The paper provides a detailed characterization of polarization accuracy in ALMA mosaics, including residual error quantification and validation with other observations, which was previously lacking.

Findings

Residual polarization errors are less than 0.1% near the center of the primary beam.

Errors increase to about 0.3-0.5% and 1-5 degrees near the FWHM due to beam asymmetries.

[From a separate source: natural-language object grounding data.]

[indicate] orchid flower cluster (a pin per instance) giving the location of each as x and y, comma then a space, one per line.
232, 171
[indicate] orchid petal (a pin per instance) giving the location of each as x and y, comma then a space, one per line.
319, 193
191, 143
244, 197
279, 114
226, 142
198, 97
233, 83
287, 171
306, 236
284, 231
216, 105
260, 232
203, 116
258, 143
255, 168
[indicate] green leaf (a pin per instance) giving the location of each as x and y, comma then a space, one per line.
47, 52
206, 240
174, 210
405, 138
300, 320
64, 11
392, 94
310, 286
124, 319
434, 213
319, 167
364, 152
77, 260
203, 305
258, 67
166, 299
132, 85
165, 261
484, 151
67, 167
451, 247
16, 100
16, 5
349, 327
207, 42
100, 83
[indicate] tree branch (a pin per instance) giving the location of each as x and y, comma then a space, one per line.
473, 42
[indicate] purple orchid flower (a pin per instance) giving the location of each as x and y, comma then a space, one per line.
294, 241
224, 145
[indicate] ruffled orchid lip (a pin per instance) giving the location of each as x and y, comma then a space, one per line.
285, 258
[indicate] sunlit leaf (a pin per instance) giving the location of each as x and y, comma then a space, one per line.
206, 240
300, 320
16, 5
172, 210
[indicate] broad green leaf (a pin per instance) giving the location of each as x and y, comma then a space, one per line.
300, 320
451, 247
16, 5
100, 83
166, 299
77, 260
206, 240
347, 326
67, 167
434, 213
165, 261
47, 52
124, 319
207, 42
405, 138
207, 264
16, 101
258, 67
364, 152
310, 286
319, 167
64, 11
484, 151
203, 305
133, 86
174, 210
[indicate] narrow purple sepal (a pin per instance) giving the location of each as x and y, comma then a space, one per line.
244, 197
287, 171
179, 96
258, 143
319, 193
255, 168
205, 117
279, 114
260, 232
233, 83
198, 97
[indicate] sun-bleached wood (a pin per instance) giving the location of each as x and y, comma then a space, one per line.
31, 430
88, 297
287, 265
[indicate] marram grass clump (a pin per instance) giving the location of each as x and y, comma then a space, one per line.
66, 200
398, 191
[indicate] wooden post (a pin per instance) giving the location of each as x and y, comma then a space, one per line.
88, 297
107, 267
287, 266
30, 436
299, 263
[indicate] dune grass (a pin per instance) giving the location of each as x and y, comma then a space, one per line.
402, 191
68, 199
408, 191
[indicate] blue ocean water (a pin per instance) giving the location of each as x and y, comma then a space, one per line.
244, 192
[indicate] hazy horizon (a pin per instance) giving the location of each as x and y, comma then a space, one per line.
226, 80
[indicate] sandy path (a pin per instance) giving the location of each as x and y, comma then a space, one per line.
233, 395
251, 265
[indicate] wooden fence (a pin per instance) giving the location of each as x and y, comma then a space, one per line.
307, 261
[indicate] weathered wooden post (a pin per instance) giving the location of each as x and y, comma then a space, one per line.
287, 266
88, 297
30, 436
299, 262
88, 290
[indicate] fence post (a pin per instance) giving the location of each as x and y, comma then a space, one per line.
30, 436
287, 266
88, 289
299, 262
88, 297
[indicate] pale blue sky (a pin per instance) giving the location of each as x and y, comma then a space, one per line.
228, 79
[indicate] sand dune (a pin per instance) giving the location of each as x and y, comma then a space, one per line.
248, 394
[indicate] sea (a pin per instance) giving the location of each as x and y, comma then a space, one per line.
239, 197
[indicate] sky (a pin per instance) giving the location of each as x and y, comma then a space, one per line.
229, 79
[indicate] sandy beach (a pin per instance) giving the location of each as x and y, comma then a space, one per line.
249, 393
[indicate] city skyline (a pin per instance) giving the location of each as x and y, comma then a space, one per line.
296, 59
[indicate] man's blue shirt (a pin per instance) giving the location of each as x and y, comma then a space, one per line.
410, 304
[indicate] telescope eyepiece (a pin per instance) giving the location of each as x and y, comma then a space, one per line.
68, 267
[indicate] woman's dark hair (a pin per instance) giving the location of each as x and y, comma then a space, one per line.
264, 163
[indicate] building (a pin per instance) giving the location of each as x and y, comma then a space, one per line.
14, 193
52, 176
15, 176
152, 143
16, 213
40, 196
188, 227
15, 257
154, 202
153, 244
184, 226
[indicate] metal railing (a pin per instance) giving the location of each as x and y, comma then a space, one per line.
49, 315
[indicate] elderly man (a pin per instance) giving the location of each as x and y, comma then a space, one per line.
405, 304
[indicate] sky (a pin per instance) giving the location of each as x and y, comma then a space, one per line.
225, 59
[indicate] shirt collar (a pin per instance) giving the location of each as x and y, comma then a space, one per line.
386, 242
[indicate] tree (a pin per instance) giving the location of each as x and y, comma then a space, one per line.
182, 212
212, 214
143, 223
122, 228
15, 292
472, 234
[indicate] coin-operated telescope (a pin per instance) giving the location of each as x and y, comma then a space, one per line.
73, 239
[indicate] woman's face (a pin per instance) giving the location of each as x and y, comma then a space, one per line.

Mosaicking reduces off-axis errors and improves polarization accuracy.

Abstract

We characterize the accuracy of linear-polarization mosaics made using the Atacama Large Millimeter/submillimeter Array (ALMA). First, we observed the bright, highly linearly polarized blazar 3C 279 at Bands 3, 5, 6, and 7 (3 mm, 1.6 mm, 1.3 mm, and 0.87 mm, respectively). At each band, we measured the blazar's polarization on an 11$\times$11 grid of evenly-spaced offset pointings covering the full-width at half-maximum (FWHM) area of the primary beam. After applying calibration solutions derived from the on-axis pointing of 3C 279 to all of the on- and off-axis data, we find that the residual polarization errors across the primary beam are similar at all frequencies: the residual errors in linear polarization fraction $P_\textrm{frac}$ and polarization position angle $\chi$ are $\lesssim$0.001 ($\lesssim$0.1% of Stokes $I$) and $\lesssim$1$^\circ$ near the center of the primary beam; the errors increase to $\sim$0.003-0.005 ($\sim$0.3-0.5% of Stokes $I$) and $\sim$1-5$^\circ$ near the FWHM as a result of the asymmetric beam patterns in the (linearly polarized) $Q$ and $U$ maps. We see the expected double-lobed "beam squint" pattern in the circular polarization (Stokes $V$) maps. Second, to test the polarization accuracy in a typical ALMA project, we performed observations of continuum linear polarization toward the Kleinmann-Low nebula in Orion (Orion-KL) using several mosaic patterns at Bands 3 and 6. We show that after mosaicking, the residual off-axis errors decrease as a result of overlapping multiple pointings. Finally, we compare the ALMA mosaics with an archival 1.3 mm CARMA polarization mosaic of Orion-KL and find good consistency in the polarization patterns.